By the end of the year Network 10 will have two platforms online streaming long-form content – 10 Play and 10 All Access.
“10 Play will continue to be a long-form catch-up service for content you want to see that has screened primarily within 30 days,” explained Anderson.
“If you want to binge on whole seasons of content then you can do that on All Access in HD. It is a world-class platform that CBS has rolled out in the US and Canada. It completes our ecosystem. We don’t have a subscription model and it is a way of us dragging some younger audiences into our platform and then maybe recycling them back through other parts of the business.”
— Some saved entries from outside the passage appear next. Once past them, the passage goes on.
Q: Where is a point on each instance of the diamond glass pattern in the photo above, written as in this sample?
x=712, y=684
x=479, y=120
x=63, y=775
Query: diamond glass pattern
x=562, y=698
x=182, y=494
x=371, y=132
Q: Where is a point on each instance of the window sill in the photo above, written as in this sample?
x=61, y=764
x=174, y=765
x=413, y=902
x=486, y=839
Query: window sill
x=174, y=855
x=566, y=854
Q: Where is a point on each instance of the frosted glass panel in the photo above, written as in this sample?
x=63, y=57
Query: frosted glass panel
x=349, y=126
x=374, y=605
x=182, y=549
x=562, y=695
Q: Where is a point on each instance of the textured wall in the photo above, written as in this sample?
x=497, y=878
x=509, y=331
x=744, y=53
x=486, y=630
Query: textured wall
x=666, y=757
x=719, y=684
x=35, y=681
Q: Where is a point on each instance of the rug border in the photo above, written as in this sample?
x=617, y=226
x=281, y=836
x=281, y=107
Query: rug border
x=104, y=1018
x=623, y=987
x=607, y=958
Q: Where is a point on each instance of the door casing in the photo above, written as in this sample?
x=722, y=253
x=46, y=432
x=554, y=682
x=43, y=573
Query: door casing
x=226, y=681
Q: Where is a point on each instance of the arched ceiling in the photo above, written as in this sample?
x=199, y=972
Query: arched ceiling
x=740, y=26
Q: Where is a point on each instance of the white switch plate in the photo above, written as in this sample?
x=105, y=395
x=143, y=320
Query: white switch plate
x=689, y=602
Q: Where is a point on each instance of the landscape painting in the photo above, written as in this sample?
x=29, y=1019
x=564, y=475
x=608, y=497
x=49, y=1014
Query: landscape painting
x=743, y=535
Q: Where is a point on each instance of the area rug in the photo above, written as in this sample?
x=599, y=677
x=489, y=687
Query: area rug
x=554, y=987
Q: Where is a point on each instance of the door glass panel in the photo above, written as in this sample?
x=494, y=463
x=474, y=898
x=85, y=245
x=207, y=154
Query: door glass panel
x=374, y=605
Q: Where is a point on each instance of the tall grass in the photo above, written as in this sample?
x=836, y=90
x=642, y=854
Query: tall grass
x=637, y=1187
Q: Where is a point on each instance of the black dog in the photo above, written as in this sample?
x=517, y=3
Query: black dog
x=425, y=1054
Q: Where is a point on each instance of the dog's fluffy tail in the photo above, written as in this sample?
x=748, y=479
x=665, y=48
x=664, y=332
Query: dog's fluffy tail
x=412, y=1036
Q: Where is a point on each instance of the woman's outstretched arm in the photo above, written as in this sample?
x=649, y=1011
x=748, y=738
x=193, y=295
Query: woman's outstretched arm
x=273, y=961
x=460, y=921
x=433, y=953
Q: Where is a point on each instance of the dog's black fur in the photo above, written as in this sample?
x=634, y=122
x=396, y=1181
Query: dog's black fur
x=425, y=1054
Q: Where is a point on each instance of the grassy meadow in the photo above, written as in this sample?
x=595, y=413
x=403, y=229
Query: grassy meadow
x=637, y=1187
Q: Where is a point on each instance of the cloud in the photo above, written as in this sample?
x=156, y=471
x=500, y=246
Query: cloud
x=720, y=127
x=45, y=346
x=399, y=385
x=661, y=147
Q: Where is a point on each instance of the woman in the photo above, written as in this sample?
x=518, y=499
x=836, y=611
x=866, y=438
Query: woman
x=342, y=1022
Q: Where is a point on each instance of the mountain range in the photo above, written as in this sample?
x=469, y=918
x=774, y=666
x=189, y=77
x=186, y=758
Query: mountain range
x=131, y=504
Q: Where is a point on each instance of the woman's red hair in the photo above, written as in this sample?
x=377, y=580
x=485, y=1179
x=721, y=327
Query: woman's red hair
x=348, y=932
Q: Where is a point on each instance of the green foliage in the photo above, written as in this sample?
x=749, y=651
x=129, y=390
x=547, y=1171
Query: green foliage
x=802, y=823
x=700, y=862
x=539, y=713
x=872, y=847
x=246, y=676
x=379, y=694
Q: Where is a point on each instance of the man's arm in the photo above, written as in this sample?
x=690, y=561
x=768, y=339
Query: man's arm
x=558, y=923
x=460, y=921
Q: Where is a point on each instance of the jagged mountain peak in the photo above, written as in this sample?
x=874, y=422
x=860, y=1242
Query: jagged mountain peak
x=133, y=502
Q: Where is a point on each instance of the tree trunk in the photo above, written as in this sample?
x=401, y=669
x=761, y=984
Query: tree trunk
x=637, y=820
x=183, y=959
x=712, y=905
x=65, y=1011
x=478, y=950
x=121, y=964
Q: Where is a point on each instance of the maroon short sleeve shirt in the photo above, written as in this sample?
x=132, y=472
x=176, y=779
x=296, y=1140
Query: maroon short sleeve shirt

There will be no free plan to the new service. “We will have our linear channels, 10 Play for long-form catch-up, 10 Daily for short-form video and then All Access for subscriptions.”
Anderson commented that it had been exciting in recent months rebuilding the broadcaster’s sales team after the decision to takes sales back in-house after the years with MCN. “We now have the opportunity to build a sales team that puts the needs of our clients and agencies first. We are virtually ready to go.”
Building the team has meant a significant investment in both personnel and technology. “We are leveraging CBS’s technology stack for our digital and they have an amazing broadcast system they trade off in the US and in Australia under some different brands. For us to be able to leverage off that is really powerful.”
The size of the CBS investment in content for next year has been labelled as “unprecedented” by Anderson. “The loss of the cricket has somewhat chartered our course and we have decided to program for 50 weeks of the year, ignoring the traditional non-survey ratings break. Having broad entertainment content, with still what is not a bad sports offering, is a chance for us to do something different.”
Regarding that sporting content, Anderson revealed he will be at the Melbourne Cup this year, even though the rights don’t start until 2019.
“The Victorian Racing Club has entrusted its carnival with us across the four days with our commitment to promote the carnival across the whole year and it fits with their strategy.”
Anderson denied the acquisition was a loss leader for 10. “It’s not a loss leader. It is one of the most iconic sporting events in Australia and it draws a massive audience, not just on Tuesday but across those other days.”
Rebranding the news service 10 News First seems to indicate CBS is happy to leave the bulletin at 5pm, and not take on Seven or Nine at 6pm. “It is something we often discuss externally and internally. Our News at 5pm has been there for a long, long time and we are investing in our local news in each market. News content is a big part of 10 Daily and we also cover news in The Project. People forget it is a news show, with news that is done differently.”
Finding four shows to keep from the eight Pilot Week programs justified the investment, said Anderson. “We are proud of what we have done, which was a massive undertaking developing those shows to screen across just one week. It is something we will definitely be doing next year.”